When I was young and naive (about 20 years or so ago), I was responsible for leading up part of a development team who worked on a XML database product that ran on the early web and which could serve up XML content or HTML pages in response to requests. One of the people on our staff had a masters (in mathematics or computer science, I cannot recall which), and was also working on his doctorate in the same.

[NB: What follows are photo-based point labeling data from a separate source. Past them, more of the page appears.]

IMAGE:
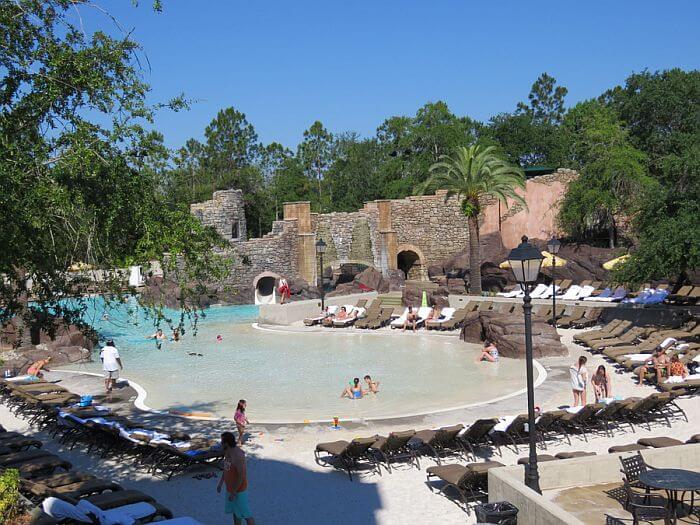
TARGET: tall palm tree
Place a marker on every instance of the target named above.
(472, 174)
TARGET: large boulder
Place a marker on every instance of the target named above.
(507, 332)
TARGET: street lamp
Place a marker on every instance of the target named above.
(320, 250)
(525, 261)
(553, 247)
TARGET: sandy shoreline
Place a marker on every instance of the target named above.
(286, 486)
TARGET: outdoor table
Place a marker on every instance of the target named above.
(672, 480)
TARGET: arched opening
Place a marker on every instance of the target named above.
(409, 263)
(264, 285)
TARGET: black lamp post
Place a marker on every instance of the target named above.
(553, 247)
(525, 261)
(320, 250)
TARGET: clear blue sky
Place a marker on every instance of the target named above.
(352, 64)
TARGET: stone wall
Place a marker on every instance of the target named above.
(430, 226)
(225, 212)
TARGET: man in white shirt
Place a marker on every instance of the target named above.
(111, 364)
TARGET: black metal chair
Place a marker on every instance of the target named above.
(645, 506)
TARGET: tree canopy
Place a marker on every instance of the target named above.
(81, 169)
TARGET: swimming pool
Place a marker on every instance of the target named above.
(293, 377)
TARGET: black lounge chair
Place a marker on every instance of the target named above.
(575, 454)
(541, 458)
(470, 481)
(659, 442)
(441, 442)
(349, 456)
(396, 447)
(478, 435)
(630, 447)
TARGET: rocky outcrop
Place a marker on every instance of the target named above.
(507, 332)
(69, 344)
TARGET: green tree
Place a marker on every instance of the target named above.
(613, 173)
(80, 168)
(412, 145)
(315, 154)
(546, 101)
(473, 174)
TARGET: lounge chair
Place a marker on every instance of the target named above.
(570, 316)
(86, 512)
(584, 292)
(550, 291)
(659, 442)
(395, 447)
(630, 447)
(612, 329)
(511, 293)
(446, 315)
(563, 284)
(541, 458)
(441, 442)
(572, 293)
(574, 454)
(77, 490)
(583, 420)
(357, 313)
(311, 321)
(681, 295)
(470, 481)
(381, 320)
(631, 335)
(478, 435)
(349, 456)
(457, 318)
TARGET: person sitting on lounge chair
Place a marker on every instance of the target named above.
(411, 319)
(676, 369)
(340, 316)
(36, 367)
(435, 314)
(488, 353)
(372, 386)
(354, 391)
(659, 361)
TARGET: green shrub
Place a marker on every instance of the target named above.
(9, 495)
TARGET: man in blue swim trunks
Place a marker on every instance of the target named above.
(236, 478)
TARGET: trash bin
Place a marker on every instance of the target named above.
(498, 513)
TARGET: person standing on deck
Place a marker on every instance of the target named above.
(111, 364)
(235, 476)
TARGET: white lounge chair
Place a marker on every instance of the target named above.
(572, 293)
(511, 293)
(586, 291)
(538, 291)
(86, 512)
(550, 291)
(400, 320)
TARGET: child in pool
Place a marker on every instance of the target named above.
(354, 391)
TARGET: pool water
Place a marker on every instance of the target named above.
(293, 377)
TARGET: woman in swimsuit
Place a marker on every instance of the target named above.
(36, 366)
(488, 353)
(354, 391)
(602, 386)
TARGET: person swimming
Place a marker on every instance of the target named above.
(372, 386)
(354, 391)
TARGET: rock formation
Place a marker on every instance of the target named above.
(68, 345)
(507, 332)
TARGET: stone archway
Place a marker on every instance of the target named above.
(264, 287)
(410, 260)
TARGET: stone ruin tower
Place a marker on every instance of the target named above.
(225, 212)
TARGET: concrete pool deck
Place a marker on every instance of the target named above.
(287, 486)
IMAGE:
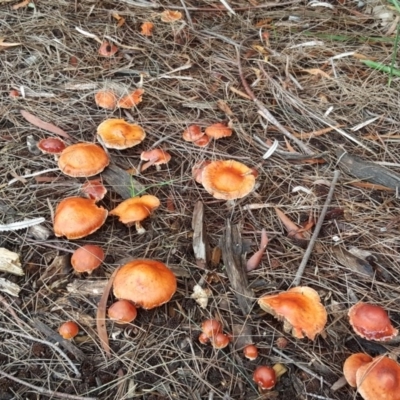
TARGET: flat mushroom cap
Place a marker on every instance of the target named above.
(147, 283)
(379, 380)
(51, 145)
(87, 258)
(76, 217)
(83, 160)
(371, 322)
(352, 364)
(119, 134)
(301, 310)
(218, 131)
(228, 180)
(136, 209)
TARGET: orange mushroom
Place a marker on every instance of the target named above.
(76, 217)
(171, 16)
(106, 99)
(107, 49)
(135, 210)
(228, 180)
(147, 283)
(154, 157)
(122, 312)
(146, 29)
(380, 379)
(351, 366)
(119, 134)
(300, 309)
(131, 99)
(87, 258)
(371, 322)
(83, 160)
(68, 330)
(192, 133)
(218, 131)
(94, 189)
(51, 146)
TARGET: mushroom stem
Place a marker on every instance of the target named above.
(139, 228)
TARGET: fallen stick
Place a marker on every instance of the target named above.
(318, 226)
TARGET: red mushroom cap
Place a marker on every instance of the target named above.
(264, 377)
(371, 322)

Every Monday I would get a report about the product performance he wrote, and the changes in performance between this week and the last. It was filled with estimates on the number N of requests needed of each type to verify performance improvements, and mathematics behind it, and then the design of the performance tests ... experiments he called them. And they were carried out with that kind of experimental accuracy you'd expect from a scientist. The results, the relative improvements (or dis-improvements), error bars, and the expected P values and all the rest the rest were in the summary report, about 10 pages, every week for weeks in a row, on my desk, Monday morning from the past week's performance run.
He set my expectations for performance testing in a way that would leave me almost forever disappointed for the rest of my career. I was spoiled rotten for months and never knew it. I miss him, and I wonder where he went. He was only with us for a short period of time, I think on an internship. If I was team captain, he was my Scotty, not just an engineer, but a true scientist.
That company was my introduction to standards development (in W3C), and gracefully self-disrupted at the outset of the .com bust in 2001, which led me to my career in healthcare, and eventually Health IT standards.